When you should allow your daughter, or son in some cases, to get her ears pierced is a matter of some debate. In certain cultures, it is traditional pierce an infants' ears. For those living in the US, UK, Australia or Canada, the age varies, and some girls get their ears pierced prior to attending school, while others have to wait until they are 12 or 13. In some families, girls are not allowed to pierce their ears until they are adults.
If you aren’t fulfilling certain cultural norms by getting a child’s ears pierced, it makes sense to wait until the child is mature enough to take good care of the piercings herself.
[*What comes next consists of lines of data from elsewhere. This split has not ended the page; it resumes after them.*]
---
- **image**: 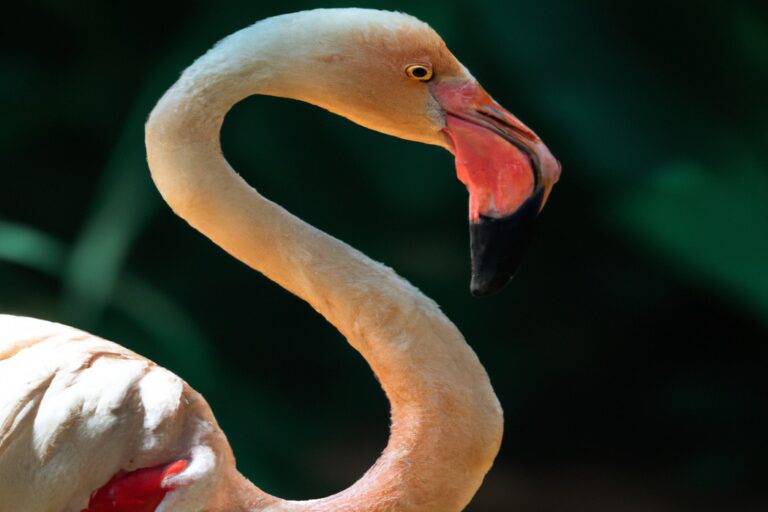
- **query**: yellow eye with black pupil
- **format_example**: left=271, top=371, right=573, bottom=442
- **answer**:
left=405, top=64, right=432, bottom=82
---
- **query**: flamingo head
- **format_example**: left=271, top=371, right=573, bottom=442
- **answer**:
left=255, top=9, right=560, bottom=296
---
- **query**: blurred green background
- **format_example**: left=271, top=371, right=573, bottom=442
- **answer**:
left=0, top=0, right=768, bottom=512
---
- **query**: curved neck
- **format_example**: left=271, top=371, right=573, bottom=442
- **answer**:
left=146, top=15, right=502, bottom=512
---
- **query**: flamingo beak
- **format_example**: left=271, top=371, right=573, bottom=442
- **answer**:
left=432, top=81, right=560, bottom=296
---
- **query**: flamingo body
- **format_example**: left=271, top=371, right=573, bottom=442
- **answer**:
left=0, top=9, right=560, bottom=512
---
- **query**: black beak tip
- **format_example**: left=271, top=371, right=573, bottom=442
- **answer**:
left=469, top=189, right=544, bottom=297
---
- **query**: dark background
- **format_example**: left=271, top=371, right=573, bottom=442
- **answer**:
left=0, top=0, right=768, bottom=512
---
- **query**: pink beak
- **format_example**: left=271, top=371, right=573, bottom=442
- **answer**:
left=432, top=81, right=560, bottom=295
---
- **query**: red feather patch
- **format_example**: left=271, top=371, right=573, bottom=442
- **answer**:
left=82, top=459, right=187, bottom=512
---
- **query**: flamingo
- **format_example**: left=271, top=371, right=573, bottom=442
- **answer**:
left=0, top=8, right=560, bottom=512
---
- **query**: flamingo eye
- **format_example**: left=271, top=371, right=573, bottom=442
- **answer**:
left=405, top=64, right=432, bottom=82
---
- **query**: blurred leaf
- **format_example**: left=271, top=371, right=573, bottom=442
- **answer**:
left=614, top=157, right=768, bottom=320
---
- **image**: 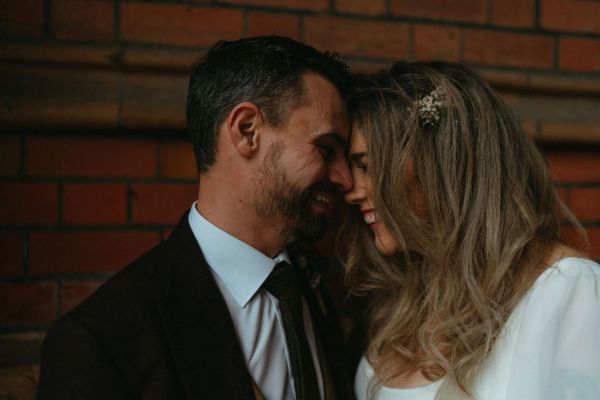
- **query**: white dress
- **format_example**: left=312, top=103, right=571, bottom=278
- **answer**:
left=355, top=257, right=600, bottom=400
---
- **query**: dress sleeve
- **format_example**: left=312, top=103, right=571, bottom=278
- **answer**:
left=506, top=261, right=600, bottom=400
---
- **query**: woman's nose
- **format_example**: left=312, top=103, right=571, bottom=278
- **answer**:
left=344, top=179, right=366, bottom=205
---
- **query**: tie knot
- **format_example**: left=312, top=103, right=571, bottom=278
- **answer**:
left=263, top=261, right=300, bottom=300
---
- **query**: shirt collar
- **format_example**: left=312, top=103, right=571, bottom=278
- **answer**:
left=188, top=202, right=291, bottom=308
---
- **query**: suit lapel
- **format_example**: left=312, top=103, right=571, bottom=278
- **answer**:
left=157, top=213, right=254, bottom=399
left=292, top=253, right=354, bottom=400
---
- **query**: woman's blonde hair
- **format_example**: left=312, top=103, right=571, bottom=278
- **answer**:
left=340, top=62, right=582, bottom=399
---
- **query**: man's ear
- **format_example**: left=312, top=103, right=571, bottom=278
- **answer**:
left=226, top=101, right=263, bottom=158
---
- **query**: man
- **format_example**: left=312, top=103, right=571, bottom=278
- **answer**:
left=38, top=37, right=352, bottom=399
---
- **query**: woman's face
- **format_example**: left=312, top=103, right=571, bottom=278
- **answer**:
left=345, top=129, right=400, bottom=256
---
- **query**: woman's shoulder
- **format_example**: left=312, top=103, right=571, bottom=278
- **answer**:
left=534, top=256, right=600, bottom=286
left=515, top=257, right=600, bottom=323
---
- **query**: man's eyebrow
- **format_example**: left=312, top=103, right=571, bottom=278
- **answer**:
left=348, top=151, right=367, bottom=163
left=317, top=132, right=348, bottom=147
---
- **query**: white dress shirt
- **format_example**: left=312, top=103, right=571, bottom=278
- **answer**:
left=188, top=203, right=323, bottom=400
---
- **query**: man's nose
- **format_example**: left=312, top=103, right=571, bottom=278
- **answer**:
left=327, top=159, right=354, bottom=192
Pierced ears become easily infected without the proper care, so a girl should be able to follow care guidelines first.
Although some girls can comply with such guidelines before the age of 12, those who are less conscious of basic hygiene may have a hard time performing routine ear care. Children who have difficulty remembering to perform chores or bring home their homework may also be a little too distracted to care for any piercings yet.
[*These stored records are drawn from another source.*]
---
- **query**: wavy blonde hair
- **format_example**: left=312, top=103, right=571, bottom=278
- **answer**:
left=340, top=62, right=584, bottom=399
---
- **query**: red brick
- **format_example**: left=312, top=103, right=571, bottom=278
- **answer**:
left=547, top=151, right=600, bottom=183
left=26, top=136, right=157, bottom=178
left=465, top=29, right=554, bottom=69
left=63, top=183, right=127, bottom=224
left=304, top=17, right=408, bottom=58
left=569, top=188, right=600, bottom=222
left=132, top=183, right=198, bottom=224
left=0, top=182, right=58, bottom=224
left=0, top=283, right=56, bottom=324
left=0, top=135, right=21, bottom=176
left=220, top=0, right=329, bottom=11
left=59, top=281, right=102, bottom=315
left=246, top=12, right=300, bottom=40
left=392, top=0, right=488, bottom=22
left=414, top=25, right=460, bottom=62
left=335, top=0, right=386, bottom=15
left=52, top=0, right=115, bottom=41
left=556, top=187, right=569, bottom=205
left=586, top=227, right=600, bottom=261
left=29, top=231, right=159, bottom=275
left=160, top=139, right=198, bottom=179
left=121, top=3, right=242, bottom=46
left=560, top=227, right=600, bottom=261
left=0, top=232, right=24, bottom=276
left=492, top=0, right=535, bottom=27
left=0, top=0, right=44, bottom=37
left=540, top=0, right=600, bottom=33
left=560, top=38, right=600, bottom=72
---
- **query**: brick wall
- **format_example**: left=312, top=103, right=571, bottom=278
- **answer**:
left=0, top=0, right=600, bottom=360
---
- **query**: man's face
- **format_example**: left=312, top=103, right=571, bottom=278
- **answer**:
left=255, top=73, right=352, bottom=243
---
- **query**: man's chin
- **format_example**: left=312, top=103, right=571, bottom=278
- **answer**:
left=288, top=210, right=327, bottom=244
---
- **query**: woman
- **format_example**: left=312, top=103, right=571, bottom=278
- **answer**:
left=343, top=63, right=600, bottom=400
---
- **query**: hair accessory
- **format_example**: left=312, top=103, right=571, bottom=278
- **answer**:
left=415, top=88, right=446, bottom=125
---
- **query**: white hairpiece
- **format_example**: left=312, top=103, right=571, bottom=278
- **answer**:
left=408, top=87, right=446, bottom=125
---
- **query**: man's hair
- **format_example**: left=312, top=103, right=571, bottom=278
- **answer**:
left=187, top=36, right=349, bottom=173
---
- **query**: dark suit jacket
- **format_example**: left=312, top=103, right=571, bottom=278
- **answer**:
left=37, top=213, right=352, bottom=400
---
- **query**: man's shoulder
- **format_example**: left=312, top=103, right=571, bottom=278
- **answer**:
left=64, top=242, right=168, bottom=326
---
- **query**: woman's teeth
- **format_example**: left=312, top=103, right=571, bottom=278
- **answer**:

For many years, it has been fashionable for girls to have multiple piercings in their ears. You should never allow first piercings in the ears to be multiples. Instead, allow the girl to have one piercing in each earlobe, and wait and watch how she cares for them before allowing any more.
Rarely, piercings through the cartilage in the upper part of the ear can cause serious damage the ear, resulting in difficult to treat infections. Because cartilage does not have its own blood supply, oral antibiotics cannot reach infections there. This can result in serious illness and cartilage deformation. If a child wants multiple piercings, consider waiting until she is 18, and discourage cartilage piercing at any time.
Parents should know to watch for certain signs of problems when they allow their daughters to have their ears pierced. For example, if an earlobe seems red, swollen, or feels hard, it is probably infected. Second, watch for allergic reactions to certain metals, like nickel. Even silver is problematic for some children, so always chose hypoallergenic earrings, and when possible, gold coated studs.
In the end, allowing a daughter to have her ears pierced is a personal and individual decision. It depends upon your personal beliefs, your observations of your child, and the degree to which you feel pierced ears are important. Do recognize that piercings will always carry some health risk for infection and blood-borne diseases, even though it is a common practice. It's up to you to decide if this risk is justifiable.